Er wollte sich nicht anpassen, keiner Kunstbewegung angehören, erfand sich immer wieder neu. Die Radikalität seiner Werke machte ihn zum Enfant terrible der Wiener Kunstszene. Sie nannten ihn den "Oberwildling". Und wohl gerade deshalb wurde Oskar Kokoschka (1886-1980) zu einem der bedeutendsten Maler des 20. Jahrhunderts. Das Guggenheim Museum Bilbao feiert ab heute, Freitag, nun sein revolutionäres, teils hochpolitisches und vor allem originelles Werk.

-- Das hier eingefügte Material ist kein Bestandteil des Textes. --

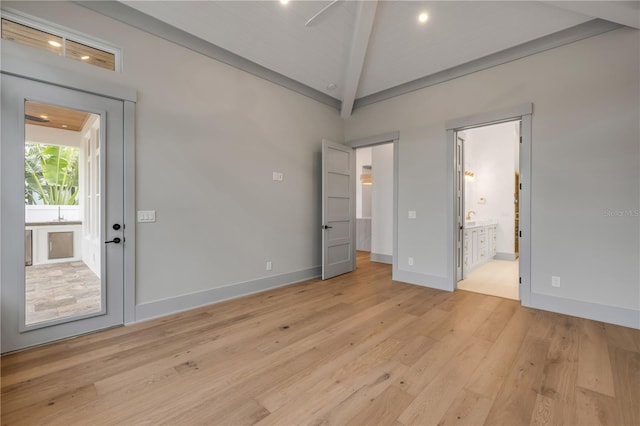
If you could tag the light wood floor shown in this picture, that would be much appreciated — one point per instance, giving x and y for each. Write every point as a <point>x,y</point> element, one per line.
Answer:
<point>358,349</point>
<point>497,278</point>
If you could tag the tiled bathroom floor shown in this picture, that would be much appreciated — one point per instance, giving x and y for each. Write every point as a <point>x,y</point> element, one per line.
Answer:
<point>497,278</point>
<point>59,290</point>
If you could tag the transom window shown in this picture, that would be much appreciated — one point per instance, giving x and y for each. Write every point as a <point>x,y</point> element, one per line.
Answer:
<point>59,41</point>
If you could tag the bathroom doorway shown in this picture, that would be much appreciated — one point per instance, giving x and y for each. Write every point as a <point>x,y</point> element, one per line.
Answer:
<point>374,202</point>
<point>489,202</point>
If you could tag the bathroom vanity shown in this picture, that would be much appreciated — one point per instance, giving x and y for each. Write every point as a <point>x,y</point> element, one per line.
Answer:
<point>479,245</point>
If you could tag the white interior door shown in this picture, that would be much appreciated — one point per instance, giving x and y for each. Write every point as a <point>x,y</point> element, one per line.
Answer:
<point>58,286</point>
<point>338,209</point>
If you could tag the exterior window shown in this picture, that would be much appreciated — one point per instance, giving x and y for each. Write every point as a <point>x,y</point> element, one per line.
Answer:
<point>60,43</point>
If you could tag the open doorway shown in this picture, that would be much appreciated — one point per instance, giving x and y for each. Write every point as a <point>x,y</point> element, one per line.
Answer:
<point>489,252</point>
<point>374,203</point>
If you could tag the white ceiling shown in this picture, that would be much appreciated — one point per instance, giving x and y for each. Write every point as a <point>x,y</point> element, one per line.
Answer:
<point>366,47</point>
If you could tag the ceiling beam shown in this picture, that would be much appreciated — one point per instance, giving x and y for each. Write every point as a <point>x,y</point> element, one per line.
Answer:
<point>361,33</point>
<point>621,12</point>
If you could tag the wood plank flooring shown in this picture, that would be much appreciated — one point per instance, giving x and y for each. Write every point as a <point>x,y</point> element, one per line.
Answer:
<point>358,349</point>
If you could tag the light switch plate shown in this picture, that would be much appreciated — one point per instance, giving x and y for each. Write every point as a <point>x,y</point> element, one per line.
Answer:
<point>146,215</point>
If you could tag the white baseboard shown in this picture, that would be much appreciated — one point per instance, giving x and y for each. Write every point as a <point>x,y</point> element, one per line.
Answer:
<point>505,256</point>
<point>160,308</point>
<point>382,258</point>
<point>592,311</point>
<point>424,280</point>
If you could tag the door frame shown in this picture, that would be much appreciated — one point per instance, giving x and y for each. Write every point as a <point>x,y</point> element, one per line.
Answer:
<point>57,71</point>
<point>524,113</point>
<point>383,139</point>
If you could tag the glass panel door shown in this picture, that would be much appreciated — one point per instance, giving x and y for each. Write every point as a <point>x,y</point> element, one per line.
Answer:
<point>62,210</point>
<point>62,214</point>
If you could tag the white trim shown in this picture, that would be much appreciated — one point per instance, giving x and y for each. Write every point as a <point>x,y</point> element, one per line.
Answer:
<point>185,302</point>
<point>129,212</point>
<point>424,280</point>
<point>50,74</point>
<point>46,68</point>
<point>490,118</point>
<point>523,113</point>
<point>65,33</point>
<point>593,311</point>
<point>394,138</point>
<point>374,140</point>
<point>381,258</point>
<point>505,256</point>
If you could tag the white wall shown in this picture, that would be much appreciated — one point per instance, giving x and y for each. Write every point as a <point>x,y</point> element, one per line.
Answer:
<point>382,201</point>
<point>363,192</point>
<point>585,163</point>
<point>490,152</point>
<point>208,138</point>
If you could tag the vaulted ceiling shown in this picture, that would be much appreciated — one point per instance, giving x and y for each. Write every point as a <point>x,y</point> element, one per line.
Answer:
<point>363,51</point>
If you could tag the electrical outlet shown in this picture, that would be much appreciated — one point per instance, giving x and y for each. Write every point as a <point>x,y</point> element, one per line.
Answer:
<point>146,215</point>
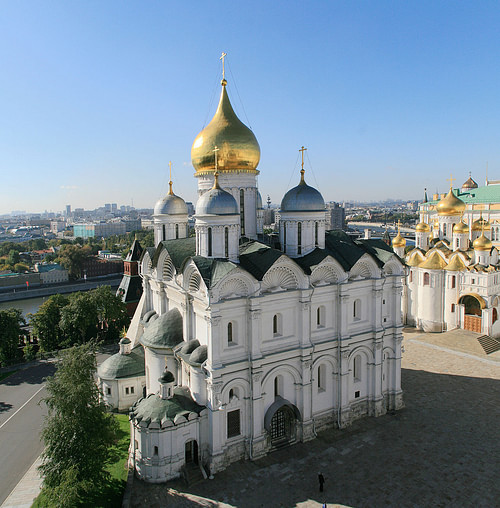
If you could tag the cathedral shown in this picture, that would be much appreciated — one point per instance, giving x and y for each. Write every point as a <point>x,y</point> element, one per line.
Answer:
<point>453,278</point>
<point>237,346</point>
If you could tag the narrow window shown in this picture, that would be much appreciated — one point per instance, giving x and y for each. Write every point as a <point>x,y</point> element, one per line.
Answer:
<point>284,236</point>
<point>321,378</point>
<point>233,423</point>
<point>357,368</point>
<point>299,238</point>
<point>242,211</point>
<point>226,242</point>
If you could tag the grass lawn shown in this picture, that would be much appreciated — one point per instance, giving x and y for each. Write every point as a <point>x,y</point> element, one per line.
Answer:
<point>3,375</point>
<point>110,494</point>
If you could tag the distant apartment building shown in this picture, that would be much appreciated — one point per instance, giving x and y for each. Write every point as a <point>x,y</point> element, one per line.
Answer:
<point>99,230</point>
<point>335,216</point>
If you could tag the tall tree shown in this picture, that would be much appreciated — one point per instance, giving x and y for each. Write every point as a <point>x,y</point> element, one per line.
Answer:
<point>77,432</point>
<point>10,333</point>
<point>46,323</point>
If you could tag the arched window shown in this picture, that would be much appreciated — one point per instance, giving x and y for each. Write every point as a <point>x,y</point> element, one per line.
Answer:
<point>299,238</point>
<point>242,211</point>
<point>276,325</point>
<point>356,312</point>
<point>226,242</point>
<point>357,368</point>
<point>321,378</point>
<point>320,316</point>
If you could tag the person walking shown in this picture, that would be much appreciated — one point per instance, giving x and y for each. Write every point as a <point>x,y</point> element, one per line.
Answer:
<point>321,480</point>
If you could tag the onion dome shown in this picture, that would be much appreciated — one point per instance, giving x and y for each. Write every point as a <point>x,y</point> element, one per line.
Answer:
<point>450,205</point>
<point>238,146</point>
<point>302,198</point>
<point>170,204</point>
<point>434,262</point>
<point>455,265</point>
<point>422,227</point>
<point>460,228</point>
<point>469,184</point>
<point>216,201</point>
<point>482,243</point>
<point>166,377</point>
<point>481,225</point>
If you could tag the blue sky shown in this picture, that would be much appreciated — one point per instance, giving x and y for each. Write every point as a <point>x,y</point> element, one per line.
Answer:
<point>389,97</point>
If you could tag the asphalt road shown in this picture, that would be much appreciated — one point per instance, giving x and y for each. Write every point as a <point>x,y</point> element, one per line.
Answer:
<point>21,419</point>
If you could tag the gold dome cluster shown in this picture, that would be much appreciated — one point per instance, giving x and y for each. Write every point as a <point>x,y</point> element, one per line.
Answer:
<point>238,147</point>
<point>450,205</point>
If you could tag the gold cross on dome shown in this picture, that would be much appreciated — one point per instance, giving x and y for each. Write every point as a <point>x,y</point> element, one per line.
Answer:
<point>222,57</point>
<point>302,150</point>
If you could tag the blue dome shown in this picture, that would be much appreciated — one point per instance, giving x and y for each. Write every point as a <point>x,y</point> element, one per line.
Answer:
<point>216,201</point>
<point>170,205</point>
<point>302,198</point>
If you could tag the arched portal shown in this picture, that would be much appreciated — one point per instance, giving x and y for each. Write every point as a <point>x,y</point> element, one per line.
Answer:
<point>473,306</point>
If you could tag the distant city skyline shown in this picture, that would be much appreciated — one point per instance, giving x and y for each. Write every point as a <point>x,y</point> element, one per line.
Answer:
<point>389,98</point>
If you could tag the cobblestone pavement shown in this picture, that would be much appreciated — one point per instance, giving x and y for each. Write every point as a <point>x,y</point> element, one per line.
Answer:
<point>441,450</point>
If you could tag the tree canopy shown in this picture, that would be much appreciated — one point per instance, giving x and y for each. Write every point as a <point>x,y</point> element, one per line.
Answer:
<point>77,432</point>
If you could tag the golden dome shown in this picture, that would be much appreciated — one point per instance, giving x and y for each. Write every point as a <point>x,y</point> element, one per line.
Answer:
<point>398,241</point>
<point>482,243</point>
<point>434,262</point>
<point>422,227</point>
<point>461,227</point>
<point>481,224</point>
<point>450,205</point>
<point>237,144</point>
<point>455,265</point>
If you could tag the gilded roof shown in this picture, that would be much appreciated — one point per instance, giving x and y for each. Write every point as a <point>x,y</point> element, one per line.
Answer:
<point>238,149</point>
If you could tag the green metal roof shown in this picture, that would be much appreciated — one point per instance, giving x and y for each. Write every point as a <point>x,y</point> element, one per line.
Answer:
<point>154,409</point>
<point>121,366</point>
<point>164,332</point>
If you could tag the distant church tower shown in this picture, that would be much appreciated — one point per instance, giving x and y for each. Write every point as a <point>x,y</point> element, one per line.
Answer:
<point>238,158</point>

Unter dem Titel "Oskar Kokoschka: Ein Rebell aus Wien" sind 120 Werke in einer groß angelegten Retrospektive in Spanien zu sehen. Es sind Werke, die gerade heute im Kontext des russischen Angriffskrieges auf die Ukraine kaum aktueller und wichtiger sein könnten. In vielen Arbeiten Kokoschkas geht es um den Kriegshorror, das Streben nach Menschlichkeit, Demokratie, Meinungsfreiheit und Anti-Faschismus", erklärte der österreichische Kunsthistoriker und Kurator der Guggenheim-Ausstellung, Dieter Buchhart, in Gespräch mit der APA.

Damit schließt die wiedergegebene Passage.